Understanding PFChrom's Models

PFChrom v5 Documentation Contents AIST Software Home AIST Software Support

Spectroscopy and IRFs

To understand the evolution of PFChrom's models we must begin with the real-world science we see well developed in the field of physics and in the system identification and transfer functions of the electrical engineers in the field of digital signal processing. The easiest way to understand IRFs, or instrument response functions, is to look at the true spectral line shape that is instrumentally observed in spectroscopy:

The natural spectral line is not a pure line, or delta signal, but rather a spectral line broadening that typically has a Lorentzian line shape.
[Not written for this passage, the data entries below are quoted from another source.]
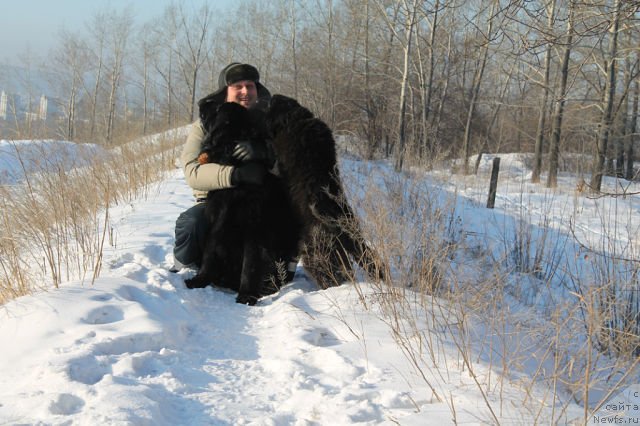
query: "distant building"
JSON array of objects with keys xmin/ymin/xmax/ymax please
[{"xmin": 0, "ymin": 90, "xmax": 7, "ymax": 120}]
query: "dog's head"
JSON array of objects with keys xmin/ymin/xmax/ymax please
[{"xmin": 266, "ymin": 95, "xmax": 313, "ymax": 136}]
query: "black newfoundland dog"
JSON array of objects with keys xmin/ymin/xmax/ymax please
[
  {"xmin": 185, "ymin": 103, "xmax": 300, "ymax": 305},
  {"xmin": 266, "ymin": 95, "xmax": 384, "ymax": 288}
]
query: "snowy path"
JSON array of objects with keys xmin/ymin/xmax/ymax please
[{"xmin": 0, "ymin": 173, "xmax": 436, "ymax": 425}]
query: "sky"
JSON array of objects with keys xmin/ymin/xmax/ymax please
[{"xmin": 0, "ymin": 0, "xmax": 235, "ymax": 65}]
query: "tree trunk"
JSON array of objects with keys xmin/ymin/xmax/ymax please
[
  {"xmin": 462, "ymin": 2, "xmax": 497, "ymax": 175},
  {"xmin": 625, "ymin": 78, "xmax": 640, "ymax": 180},
  {"xmin": 590, "ymin": 0, "xmax": 622, "ymax": 192},
  {"xmin": 395, "ymin": 0, "xmax": 418, "ymax": 171},
  {"xmin": 547, "ymin": 0, "xmax": 575, "ymax": 188},
  {"xmin": 531, "ymin": 0, "xmax": 556, "ymax": 183}
]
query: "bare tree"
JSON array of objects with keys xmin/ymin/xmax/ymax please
[
  {"xmin": 625, "ymin": 73, "xmax": 640, "ymax": 180},
  {"xmin": 106, "ymin": 9, "xmax": 133, "ymax": 144},
  {"xmin": 395, "ymin": 0, "xmax": 418, "ymax": 171},
  {"xmin": 174, "ymin": 3, "xmax": 213, "ymax": 121},
  {"xmin": 590, "ymin": 0, "xmax": 622, "ymax": 192},
  {"xmin": 462, "ymin": 0, "xmax": 498, "ymax": 175},
  {"xmin": 531, "ymin": 0, "xmax": 556, "ymax": 183},
  {"xmin": 53, "ymin": 30, "xmax": 88, "ymax": 141}
]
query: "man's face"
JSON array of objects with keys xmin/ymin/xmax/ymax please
[{"xmin": 227, "ymin": 80, "xmax": 258, "ymax": 108}]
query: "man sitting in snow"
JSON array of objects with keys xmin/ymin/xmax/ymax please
[{"xmin": 172, "ymin": 62, "xmax": 296, "ymax": 281}]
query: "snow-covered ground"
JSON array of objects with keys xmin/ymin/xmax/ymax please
[{"xmin": 0, "ymin": 138, "xmax": 637, "ymax": 425}]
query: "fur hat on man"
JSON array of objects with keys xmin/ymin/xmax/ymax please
[{"xmin": 198, "ymin": 62, "xmax": 271, "ymax": 117}]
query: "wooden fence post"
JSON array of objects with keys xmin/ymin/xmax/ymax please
[{"xmin": 487, "ymin": 157, "xmax": 500, "ymax": 209}]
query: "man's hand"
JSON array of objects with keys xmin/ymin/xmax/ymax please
[
  {"xmin": 231, "ymin": 162, "xmax": 268, "ymax": 186},
  {"xmin": 232, "ymin": 141, "xmax": 275, "ymax": 168}
]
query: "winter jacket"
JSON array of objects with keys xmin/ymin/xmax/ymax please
[{"xmin": 180, "ymin": 119, "xmax": 233, "ymax": 199}]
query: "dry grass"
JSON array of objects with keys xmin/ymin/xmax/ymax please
[
  {"xmin": 336, "ymin": 161, "xmax": 640, "ymax": 424},
  {"xmin": 0, "ymin": 133, "xmax": 182, "ymax": 303}
]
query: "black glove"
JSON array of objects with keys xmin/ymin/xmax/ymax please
[
  {"xmin": 232, "ymin": 141, "xmax": 275, "ymax": 168},
  {"xmin": 231, "ymin": 163, "xmax": 268, "ymax": 186}
]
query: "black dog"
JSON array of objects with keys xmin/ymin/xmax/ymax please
[
  {"xmin": 185, "ymin": 103, "xmax": 299, "ymax": 305},
  {"xmin": 266, "ymin": 95, "xmax": 384, "ymax": 288}
]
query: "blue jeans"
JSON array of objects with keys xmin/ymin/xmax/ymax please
[{"xmin": 173, "ymin": 203, "xmax": 209, "ymax": 268}]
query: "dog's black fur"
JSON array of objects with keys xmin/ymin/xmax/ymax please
[
  {"xmin": 266, "ymin": 95, "xmax": 384, "ymax": 288},
  {"xmin": 185, "ymin": 103, "xmax": 299, "ymax": 305}
]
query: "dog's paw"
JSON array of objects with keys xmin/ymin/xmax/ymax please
[
  {"xmin": 198, "ymin": 152, "xmax": 209, "ymax": 164},
  {"xmin": 236, "ymin": 294, "xmax": 258, "ymax": 306}
]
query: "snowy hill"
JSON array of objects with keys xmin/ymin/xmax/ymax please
[{"xmin": 0, "ymin": 140, "xmax": 635, "ymax": 425}]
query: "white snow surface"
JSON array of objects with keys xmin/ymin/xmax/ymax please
[
  {"xmin": 0, "ymin": 170, "xmax": 470, "ymax": 425},
  {"xmin": 0, "ymin": 142, "xmax": 636, "ymax": 425}
]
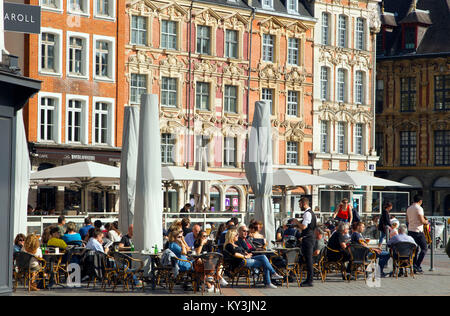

By spectral broadening theory, this shape arises from both natural and collision effects. It is worth noting that nonlinear modeling cannot discriminate multiple sources of Lorentzian broadening. The convolution of one Lorentzian with a second produces a Lorentzian whose width is the sum of the two.

In the real world, the true line shape, must be processed using an instrument whose optics will introduce a point spread function. The energy's frequencies will be further broadened by the lenses, mirrors, and other optical elements in the instrument as well as the optics and electronics in the detector. The combination of all of these added distortions is known as an IRF, the instrument response function. In general, the instrumental smearing in spectroscopy will be Gaussian.

To further complicate matters, Doppler broadening in spectroscopy arises from motions toward and away from an observer and is typically also Gaussian. Just as with two Lorentzian components, a Gaussian Doppler broadening and a Gaussian instrument response function cannot be separated from one another in a nonlinear peak fit. The convolution of a Gaussian with another Gaussian produces a third Gaussian whose width is the square root of the sum of the variances.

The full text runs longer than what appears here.